# taz.de -- Bildungsangebot für Sinti: Der Schlüssel ist Vertrauen
       
       > Eine Hamburger Schule plant Unterricht in der geheimen Sprache Romanes.
       > Das soll helfen, Sinti-Kinder an die Schule heranzuführen.
       
 (IMG) Bild: Künftig mit speziellem Angebot für Sinti: Elbinselschule Wilhelmsburg
       
       HAMBURG taz | Hamburg geht [1][im Stadtteil Wilhelmsburg neue Wege], um die
       Kinder von Sinti-Familien an die Schule heranzuführen. Eine
       Mutter-Kind-Gruppe in der Kita soll den Kleinen bessere
       Startvoraussetzungen verschaffen, wenn sie in die Vorschule kommen. Dazu
       kommt Unterricht in der Sprache Romanes, die nicht verschriftlicht ist und
       nur unter Sinti weitergegeben wird.
       
       „Was wir am allermeisten brauchen, ist Bildung“, findet Christian Rosenberg
       vom [2][Hamburger Sinti-Verein], einem Familienbildungszentrum für Sinti
       und Roma. Aus historischen und traditionellen Gründen tun sich viele
       Sinti-Familien schwer, ihre Kinder länger als nötig, wenn überhaupt, auf
       die Schule zu schicken. Allerdings reift bei vielen inzwischen die
       Erkenntnis, dass sie ihren Kindern damit Aufstiegschancen verbauen.
       
       Rosenberg ist überzeugt, dass viele Sinti und Roma ihr Potenzial nicht
       ausschöpfen. „Wir sind nicht bildungsfern, wir wurden von der Bildung
       ferngehalten“, sagt der Projektleiter mit Blick auf eine lange Geschichte
       der Aus-grenzung. Und wenn Sinti-Kinder dann mal in der Schule waren, sei
       ihnen ein Malbuch in die Hand gedrückt worden. Viele Sinti zogen den
       naheliegenden Schluss, die Kindern dann eben ihre traditionellen Berufe wie
       Torf- oder Schrotthändler lernen zu lassen.
       
       Er habe versucht, Wege aus dieser Sackgasse zu finden, erzählt Rosenberg.

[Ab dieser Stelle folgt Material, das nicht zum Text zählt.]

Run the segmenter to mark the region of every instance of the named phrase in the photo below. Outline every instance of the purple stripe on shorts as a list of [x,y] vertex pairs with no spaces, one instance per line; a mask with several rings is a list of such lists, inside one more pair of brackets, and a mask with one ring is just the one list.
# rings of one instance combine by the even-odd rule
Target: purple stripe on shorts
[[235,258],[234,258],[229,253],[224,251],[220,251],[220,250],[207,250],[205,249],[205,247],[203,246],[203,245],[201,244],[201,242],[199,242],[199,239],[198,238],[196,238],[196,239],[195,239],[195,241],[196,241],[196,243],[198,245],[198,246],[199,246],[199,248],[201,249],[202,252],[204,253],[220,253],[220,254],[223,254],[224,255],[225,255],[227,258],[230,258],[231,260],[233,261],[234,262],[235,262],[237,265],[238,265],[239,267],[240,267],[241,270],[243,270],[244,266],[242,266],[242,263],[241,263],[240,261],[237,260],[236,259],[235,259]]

       Eine dieser Ideen seien Bildungsbegleiter, die die Mütter mit ihren Kindern
       in die Kitas lotsen. In Mutter-Kind-Gruppen, wie es sie Hamburger Westen
       bereits gibt und wie sie für Wilhelmsburg geplant sind, sollen sie Müttern
       und Kindern helfen, sich voneinander zu lösen.
       
       ## Kinder können zu den Müttern laufen
       
       Der Tag beginnt mit einem gemeinsamen Frühstück. Die Gruppen haben zwei
       Räume, einen für die Mütter, einen für die Kinder, wobei die Kinder
       jederzeit hin und her wechseln können. „Am Anfang ging es zu wie im
       Taubenschlag“, erinnert sich Rosenberg, so oft seien die Kinder zwischen
       ihrer Gruppe und ihren Müttern hin und her gelaufen.
       
       Doch die Mütter, die traditionell ein starkes Gefühl haben, ihre Kinder
       behüten zu müssen, entspannten sich; die Kinder gewöhnten sich daran, den
       Familienverband zu verlassen, und die Mütter erhielten die Gelegenheit,
       sich über pädagogische Ideen auszutauschen.
       
       Möglich wurde das, weil die Bildungsbegleiter selbst Sinti und Roma sind,
       für die dieser Beruf zugleich eine Qualifizierungschance bietet. „Das
       Zauberwort ist Vertrauen“, sagt Rosenberg – Vertrauen und eine Begegnung
       auf Augenhöhe.
       
       Beides ist auch entscheidend für die Zusammenarbeit mit der Schule
       Rahmwerder Straße, die neben der Sinti-Siedlung Georgswerder Ring liegt.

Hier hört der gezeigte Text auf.